亚精胺（Spd）是一种膜稳定剂和自由基清除剂，在延缓果实采后衰老中起着关键作用。本研究用Spd处理西梅果实，以多胺抑制剂d -精氨酸（D-arg）作为阴性对照，探讨Spd对果实品质的影响。重点分析了两种处理对李子梅果实活性氧（ROS）和膜脂代谢的调控作用。结果表明，Spd降低了呼吸速率和体重损失，同时保持了较高的硬度、可溶性固形物含量（SSC）和可滴定酸（TA）水平。Spd维持抗坏血酸（AsA）和谷胱甘肽（GSH）水平升高，增强活性氧清除酶活性和抗氧化能力，从而减轻活性氧引起的细胞膜氧化损伤。此外，Spd抑制了磷脂降解酶的活性，同时维持了脂肪酸去饱和酶（FADS）活性的升高。
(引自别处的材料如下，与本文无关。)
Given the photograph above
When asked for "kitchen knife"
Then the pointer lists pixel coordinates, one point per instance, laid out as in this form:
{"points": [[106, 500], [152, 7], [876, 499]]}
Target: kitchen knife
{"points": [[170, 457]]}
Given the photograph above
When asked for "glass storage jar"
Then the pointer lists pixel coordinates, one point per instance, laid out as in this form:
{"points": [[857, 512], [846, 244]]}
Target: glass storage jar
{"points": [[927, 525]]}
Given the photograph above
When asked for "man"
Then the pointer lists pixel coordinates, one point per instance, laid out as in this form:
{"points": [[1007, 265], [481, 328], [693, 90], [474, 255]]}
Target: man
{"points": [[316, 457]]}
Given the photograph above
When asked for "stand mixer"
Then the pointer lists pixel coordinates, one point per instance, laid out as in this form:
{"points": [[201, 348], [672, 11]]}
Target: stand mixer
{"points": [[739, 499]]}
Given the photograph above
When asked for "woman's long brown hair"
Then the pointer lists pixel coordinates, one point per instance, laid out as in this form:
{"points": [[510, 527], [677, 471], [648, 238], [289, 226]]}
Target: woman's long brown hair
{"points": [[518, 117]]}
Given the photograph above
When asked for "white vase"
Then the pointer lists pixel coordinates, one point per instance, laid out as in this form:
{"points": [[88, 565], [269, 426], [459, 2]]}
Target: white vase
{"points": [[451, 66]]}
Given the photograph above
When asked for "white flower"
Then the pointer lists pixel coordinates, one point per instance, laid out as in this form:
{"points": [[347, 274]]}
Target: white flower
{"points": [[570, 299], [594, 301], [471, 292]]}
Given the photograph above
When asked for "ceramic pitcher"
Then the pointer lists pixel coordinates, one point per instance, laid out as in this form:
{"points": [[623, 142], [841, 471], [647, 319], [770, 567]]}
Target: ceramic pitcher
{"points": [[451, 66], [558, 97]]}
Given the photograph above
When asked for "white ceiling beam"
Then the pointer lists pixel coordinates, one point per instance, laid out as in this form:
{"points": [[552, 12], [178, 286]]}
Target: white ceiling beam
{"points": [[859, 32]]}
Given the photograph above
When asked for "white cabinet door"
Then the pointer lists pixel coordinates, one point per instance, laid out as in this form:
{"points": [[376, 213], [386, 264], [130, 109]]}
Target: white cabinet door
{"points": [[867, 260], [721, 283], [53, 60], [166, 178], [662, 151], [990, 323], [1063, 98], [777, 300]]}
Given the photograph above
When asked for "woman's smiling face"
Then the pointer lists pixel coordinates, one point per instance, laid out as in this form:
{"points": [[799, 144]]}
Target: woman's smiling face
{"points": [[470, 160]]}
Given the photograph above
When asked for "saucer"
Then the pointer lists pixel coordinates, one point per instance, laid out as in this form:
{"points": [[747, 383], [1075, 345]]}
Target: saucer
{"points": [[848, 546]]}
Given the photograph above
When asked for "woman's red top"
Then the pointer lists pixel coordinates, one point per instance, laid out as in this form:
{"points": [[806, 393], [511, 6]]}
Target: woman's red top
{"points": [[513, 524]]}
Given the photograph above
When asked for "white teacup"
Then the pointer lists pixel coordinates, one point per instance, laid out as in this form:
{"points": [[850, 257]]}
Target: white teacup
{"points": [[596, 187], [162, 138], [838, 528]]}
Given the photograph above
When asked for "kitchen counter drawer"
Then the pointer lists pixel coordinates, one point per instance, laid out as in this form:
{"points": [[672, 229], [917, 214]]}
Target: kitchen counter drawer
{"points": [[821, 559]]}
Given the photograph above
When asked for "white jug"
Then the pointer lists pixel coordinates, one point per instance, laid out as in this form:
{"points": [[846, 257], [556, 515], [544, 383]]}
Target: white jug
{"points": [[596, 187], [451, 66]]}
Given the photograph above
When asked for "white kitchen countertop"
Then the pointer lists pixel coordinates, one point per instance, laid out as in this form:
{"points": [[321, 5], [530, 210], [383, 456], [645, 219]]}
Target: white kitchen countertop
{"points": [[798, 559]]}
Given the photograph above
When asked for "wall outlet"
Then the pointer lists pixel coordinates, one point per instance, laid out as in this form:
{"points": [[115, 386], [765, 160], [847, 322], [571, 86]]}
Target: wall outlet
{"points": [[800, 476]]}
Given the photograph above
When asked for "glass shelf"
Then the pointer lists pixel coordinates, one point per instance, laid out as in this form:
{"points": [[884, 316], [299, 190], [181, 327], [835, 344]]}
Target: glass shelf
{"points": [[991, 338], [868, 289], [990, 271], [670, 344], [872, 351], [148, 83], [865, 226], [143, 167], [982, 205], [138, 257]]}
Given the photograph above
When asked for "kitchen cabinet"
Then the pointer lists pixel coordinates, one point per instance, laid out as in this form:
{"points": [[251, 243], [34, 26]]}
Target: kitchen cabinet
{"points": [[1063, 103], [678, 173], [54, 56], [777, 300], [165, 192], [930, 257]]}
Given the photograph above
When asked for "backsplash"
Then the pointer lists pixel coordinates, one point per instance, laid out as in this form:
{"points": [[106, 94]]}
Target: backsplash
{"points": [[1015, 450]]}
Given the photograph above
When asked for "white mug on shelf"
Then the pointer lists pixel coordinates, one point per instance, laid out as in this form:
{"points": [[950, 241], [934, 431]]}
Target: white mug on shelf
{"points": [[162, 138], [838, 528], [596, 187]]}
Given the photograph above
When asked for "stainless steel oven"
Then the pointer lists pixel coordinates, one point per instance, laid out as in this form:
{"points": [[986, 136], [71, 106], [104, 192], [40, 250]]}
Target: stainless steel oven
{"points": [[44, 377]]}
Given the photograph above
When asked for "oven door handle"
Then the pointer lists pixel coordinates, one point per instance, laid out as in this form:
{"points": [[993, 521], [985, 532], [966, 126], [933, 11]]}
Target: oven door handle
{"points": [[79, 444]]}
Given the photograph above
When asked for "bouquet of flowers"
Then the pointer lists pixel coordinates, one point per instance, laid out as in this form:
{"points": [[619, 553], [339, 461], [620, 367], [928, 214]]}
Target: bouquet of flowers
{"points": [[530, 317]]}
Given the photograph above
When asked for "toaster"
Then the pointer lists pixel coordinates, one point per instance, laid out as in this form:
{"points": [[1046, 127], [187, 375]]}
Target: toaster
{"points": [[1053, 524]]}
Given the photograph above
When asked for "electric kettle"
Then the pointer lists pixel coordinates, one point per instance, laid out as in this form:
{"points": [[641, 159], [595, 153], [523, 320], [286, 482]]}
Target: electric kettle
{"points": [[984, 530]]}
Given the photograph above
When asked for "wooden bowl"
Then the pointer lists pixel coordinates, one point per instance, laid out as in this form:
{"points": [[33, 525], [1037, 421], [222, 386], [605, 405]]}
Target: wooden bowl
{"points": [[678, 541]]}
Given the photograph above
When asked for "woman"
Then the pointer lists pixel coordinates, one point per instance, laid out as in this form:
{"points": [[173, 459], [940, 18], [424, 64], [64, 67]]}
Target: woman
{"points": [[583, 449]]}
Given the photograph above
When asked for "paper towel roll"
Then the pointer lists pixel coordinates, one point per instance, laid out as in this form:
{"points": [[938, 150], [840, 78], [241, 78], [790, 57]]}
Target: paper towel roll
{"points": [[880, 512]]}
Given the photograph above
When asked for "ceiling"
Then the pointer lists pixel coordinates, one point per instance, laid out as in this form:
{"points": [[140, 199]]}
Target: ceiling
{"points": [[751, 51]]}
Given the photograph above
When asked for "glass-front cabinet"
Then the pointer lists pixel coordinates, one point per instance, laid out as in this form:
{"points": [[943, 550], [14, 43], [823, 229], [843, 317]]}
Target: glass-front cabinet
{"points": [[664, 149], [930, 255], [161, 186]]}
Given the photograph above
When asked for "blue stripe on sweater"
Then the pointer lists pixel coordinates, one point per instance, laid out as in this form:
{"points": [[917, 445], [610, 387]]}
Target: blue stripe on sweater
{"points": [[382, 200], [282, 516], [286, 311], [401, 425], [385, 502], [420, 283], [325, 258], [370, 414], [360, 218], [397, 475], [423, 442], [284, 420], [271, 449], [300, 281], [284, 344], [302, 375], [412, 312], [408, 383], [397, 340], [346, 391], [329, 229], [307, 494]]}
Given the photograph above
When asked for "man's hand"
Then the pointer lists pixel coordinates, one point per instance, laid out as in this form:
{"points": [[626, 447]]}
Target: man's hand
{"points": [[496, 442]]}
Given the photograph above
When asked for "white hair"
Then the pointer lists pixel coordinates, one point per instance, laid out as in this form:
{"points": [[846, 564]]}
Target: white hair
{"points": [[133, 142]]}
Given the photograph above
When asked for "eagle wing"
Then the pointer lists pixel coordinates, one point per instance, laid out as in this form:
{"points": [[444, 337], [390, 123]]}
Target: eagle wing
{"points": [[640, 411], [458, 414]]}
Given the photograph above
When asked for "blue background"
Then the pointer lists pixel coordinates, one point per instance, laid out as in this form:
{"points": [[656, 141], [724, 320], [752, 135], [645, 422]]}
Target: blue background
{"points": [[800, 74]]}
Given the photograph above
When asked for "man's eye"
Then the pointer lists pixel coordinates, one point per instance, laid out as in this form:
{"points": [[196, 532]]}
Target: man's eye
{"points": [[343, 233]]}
因此，Spd增加了磷脂酰胆碱（PC）、磷脂酰肌醇（PI）、不饱和脂肪酸（USFAs）水平、不饱和脂肪酸指数（IUFA）和不饱和脂肪酸与饱和脂肪酸之比（U/S）。同时，Spd抑制了氧化应激产物和饱和脂肪酸（sfa）的积累，减轻了细胞膜通透性（CMP）的增加，从而维持了李子果实线粒体和细胞膜的结构和形态完整性。相反，D-arg处理产生了完全相反的结果。这些结果表明，Spd通过调节ROS和膜脂代谢来延缓李子果实衰老。

本文章由计算机程序翻译，如有差异，请以英文原文为准。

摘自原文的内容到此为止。